Réuni à Mahazoarivo le 15 mai, le Comité de Pilotage (Copil) chargé de la mise en œuvre de la Stratégie Nationale de Lutte Contre la Corruption (SNLCC 2025-2030) a validé le plan d’action destiné à concrétiser cette politique publique désormais présentée comme une priorité économique nationale.

La deuxième session du Copil a été conduite par le Premier ministre, Chef du Gouvernement, Mamitiana Rajaonarison, aux côtés du président du Comité pour la Sauvegarde de l’Intégrité, Jean Louis Andriamifidy, conformément au décret encadrant l’application de la stratégie.
A cette occasion, le Chef du gouvernement a affirmé la volonté des autorités de changer d’approche dans la lutte contre la corruption. Désormais, l’accent sera davantage mis sur les poursuites économiques et financières, la corruption étant considérée comme une atteinte directe à l’économie nationale.

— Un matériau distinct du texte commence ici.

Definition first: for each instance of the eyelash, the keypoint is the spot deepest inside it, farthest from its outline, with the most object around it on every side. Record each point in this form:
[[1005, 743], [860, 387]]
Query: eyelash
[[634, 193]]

Le Premier ministre a notamment insisté sur la systématisation des en­quêtes financières dans toutes les affaires liées à la corruption.
Plusieurs mesures stratégiques ont été adoptées lors de cette réunion. Parmi elles figurent le renforcement des enquêtes patrimoniales, la lutte contre l’enrichissement illicite, la confiscation des biens dans certains cas sans condamnation préalable, ainsi que la création d’équipes conjointes entre les organes anti-corruption afin de traiter les dossiers à fort im­pact économique. Les autorités souhaitent également améliorer le partage rapide des informations et des données entre les différentes institutions concernées.
Le gouvernement entend toutefois rassurer les acteurs économiques. Selon le Pre­mier ministre, «la lutte contre la corruption ne doit pas freiner le développement, mais au contraire contribuer à assainir l’économie, protéger les recettes de l’État et réduire les effets de la vie chère sur la population».
Le secteur privé est également appelé à jouer un rôle central, aussi bien dans la prévention de la corruption que dans la protection des lanceurs d’alerte.

Par ailleurs, plusieurs réformes structurelles ont été annoncées, notamment la lutte contre la capture de l’Etat, l’assainissement des marchés publics, la révision des sanctions liées à la gestion des affaires publiques et le renforcement de la souveraineté numérique de l’État.
Les autorités exigent des résultats rapides et mesurables dès 2026 et 2027, dans le cadre d’une politique de tolérance zéro.

Le gouvernement souligne enfin que la réussite de cette stratégie dépendra de l’implication de tous les acteurs : institutions publi­ques, secteur privé, société civile et citoyens. Au-delà de la gouvernance, les autorités considèrent désormais la lutte contre la corruption comme un levier majeur du développement économi­que, de la souveraineté na­tionale et de la restauration de la confiance publique.